An Issuer is namespaced. A ClusterIssuer is, shockingly, cluster-scoped. You’ll almost always want a ClusterIssuer because you’ll probably want to provision certificates across multiple namespaces from a single, central configuration. Let’s set up a Let’s Encrypt ClusterIssuer. We’ll start with their staging environment. Why? Because Let’s Encrypt has very strict rate limits, and if you screw up your config while testing, you can easily get yourself banned. Staging exists for you to make a glorious mess without consequence.

apiVersion: cert-manager.io/v1
kind: ClusterIssuer
metadata:
  name: letsencrypt-staging
spec:
  acme:
    server: https://acme-staging-v02.api.letsencrypt.org/directory
    email: your-email@example.com # Seriously, use your real email here.
    privateKeySecretRef:
      name: letsencrypt-staging-account-key
    solvers:
    - http01:
        ingress:
          class: nginx

This config uses the HTTP-01 challenge. It works by cert-manager creating a temporary token, which the ingress controller serves on a specific path (.well-known/acme-challenge/). Let’s Encrypt then checks that your domain can serve that token. It’s elegant and doesn’t require opening firewall ports.

Requesting a Certificate with a Certificate Resource

Now for the main event. You create a Certificate resource in the same namespace as your Ingress. This resource points to the ClusterIssuer we made and specifies the domain(s) we want.

apiVersion: cert-manager.io/v1
kind: Certificate
metadata:
  name: my-app-tls
  namespace: my-app-namespace
spec:
  secretName: my-app-tls-secret # The name of the Secret that will be created with the cert & key.
  issuerRef:
    name: letsencrypt-staging
    kind: ClusterIssuer
  dnsNames:
  - myapp.example.com
  - www.example.com

Apply this, and cert-manager gets to work. It will create a CertificateRequest, and you can watch the beautiful, verbose logs with kubectl describe certificate my-app-tls. When it’s successful, a Kubernetes Secret named my-app-tls-secret will pop into existence, containing the tls.crt and tls.key.

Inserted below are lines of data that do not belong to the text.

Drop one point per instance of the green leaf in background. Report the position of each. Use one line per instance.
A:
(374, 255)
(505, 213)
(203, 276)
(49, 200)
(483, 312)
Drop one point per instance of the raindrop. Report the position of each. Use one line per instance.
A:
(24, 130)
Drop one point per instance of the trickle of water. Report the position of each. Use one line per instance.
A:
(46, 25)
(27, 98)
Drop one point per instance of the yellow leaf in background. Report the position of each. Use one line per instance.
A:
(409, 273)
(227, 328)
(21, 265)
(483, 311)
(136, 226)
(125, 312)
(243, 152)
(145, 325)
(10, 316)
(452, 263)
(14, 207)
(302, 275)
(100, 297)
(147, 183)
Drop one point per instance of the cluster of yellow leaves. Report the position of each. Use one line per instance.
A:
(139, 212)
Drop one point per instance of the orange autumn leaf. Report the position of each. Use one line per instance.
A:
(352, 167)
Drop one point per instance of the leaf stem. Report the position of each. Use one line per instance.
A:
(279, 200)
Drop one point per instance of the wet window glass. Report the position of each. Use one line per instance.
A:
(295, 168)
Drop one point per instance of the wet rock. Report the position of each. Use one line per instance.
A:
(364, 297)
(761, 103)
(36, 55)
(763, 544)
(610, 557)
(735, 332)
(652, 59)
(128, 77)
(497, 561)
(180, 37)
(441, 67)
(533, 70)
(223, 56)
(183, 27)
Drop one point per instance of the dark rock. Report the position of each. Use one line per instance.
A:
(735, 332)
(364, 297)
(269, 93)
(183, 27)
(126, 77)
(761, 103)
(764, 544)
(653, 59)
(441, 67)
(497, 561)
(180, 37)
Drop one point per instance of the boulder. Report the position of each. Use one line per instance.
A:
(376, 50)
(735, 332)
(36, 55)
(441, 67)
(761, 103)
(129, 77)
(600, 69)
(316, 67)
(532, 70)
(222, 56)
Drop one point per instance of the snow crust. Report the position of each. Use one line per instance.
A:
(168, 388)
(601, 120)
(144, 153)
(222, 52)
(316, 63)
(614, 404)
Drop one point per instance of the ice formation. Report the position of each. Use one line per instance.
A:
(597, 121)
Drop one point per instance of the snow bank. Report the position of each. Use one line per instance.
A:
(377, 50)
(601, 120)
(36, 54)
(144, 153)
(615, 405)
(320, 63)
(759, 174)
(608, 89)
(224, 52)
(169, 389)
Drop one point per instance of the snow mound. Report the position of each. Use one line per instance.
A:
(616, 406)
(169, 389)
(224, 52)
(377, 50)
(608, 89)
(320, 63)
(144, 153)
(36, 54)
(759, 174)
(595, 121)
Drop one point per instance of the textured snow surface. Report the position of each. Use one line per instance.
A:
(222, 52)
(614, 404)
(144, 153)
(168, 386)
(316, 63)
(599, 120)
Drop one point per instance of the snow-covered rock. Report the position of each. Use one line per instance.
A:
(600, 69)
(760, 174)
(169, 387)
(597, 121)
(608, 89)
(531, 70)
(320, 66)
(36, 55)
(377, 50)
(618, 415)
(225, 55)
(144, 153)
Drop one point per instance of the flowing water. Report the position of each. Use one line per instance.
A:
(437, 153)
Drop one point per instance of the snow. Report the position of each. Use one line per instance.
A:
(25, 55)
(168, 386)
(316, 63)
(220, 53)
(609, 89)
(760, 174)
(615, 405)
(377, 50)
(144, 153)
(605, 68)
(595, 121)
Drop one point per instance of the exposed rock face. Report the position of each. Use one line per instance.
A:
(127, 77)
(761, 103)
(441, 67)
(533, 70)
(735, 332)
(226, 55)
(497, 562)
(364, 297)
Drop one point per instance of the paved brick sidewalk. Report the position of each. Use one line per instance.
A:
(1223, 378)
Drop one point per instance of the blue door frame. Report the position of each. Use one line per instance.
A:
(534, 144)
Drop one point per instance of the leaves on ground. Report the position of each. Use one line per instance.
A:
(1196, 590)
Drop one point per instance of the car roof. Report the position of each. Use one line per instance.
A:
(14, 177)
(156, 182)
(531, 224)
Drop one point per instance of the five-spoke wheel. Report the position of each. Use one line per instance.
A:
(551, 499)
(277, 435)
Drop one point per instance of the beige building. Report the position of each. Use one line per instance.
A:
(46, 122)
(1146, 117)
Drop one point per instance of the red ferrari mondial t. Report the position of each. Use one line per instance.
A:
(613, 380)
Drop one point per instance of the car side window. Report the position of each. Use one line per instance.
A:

Hooking It All Together with Ingress

The final piece is telling your Ingress to use the secret that cert-manager is managing. This is the part that feels like magic.

apiVersion: networking.k8s.io/v1
kind: Ingress
metadata:
  name: my-app-ingress
  namespace: my-app-namespace
spec:
  ingressClassName: nginx
  tls:
  - hosts:
    - myapp.example.com
    secretName: my-app-tls-secret # Must match the secretName in the Certificate!
  rules:
  - host: myapp.example.com
    http:
      paths:
      - path: /
        pathType: Prefix
        backend:
          service:
            name: my-app-service
            port:
              number: 80

Once this is applied, cert-manager will automatically notice the Ingress, solve the HTTP-01 challenge by creating a temporary route, get the certificate, store it in the secret, and your Ingress controller will seamlessly pick it up and start serving HTTPS. The renewal process is entirely automatic and happens in the background.

Common Pitfalls and How to Avoid Them

Wrong Ingress Class: The http01 solver in the ClusterIssuer is configured for class: nginx. If you’re using Traefik, AWS ALB, or any other ingress controller, you must change this. This is the number one reason challenges fail. Check your solver config!
Staging vs. Production: You will 100% forget to switch from the staging ClusterIssuer to the production one. Your browser will give you a scary warning about the invalid staging cert, and you’ll spend 20 minutes thinking you broke everything. I’ve done it. We’ve all done it. Create a production ClusterIssuer (using https://acme-v02.api.letsencrypt.org/directory) and update your Certificate to use it.
Rate Limiting: Let’s Encrypt production has a hard limit of 50 certificates per registered domain per week. If you’re testing and deleting/recreating Certificate resources willy-nilly, you will hit this. Use the staging endpoint until your configuration is completely solid.
DNS Propagation: If you just changed your DNS to point to your cluster, wait. The HTTP-01 challenge requires Let’s Encrypt to resolve your domain to your ingress controller’s public IP. If the DNS record hasn’t propagated globally, the challenge will fail. Be patient.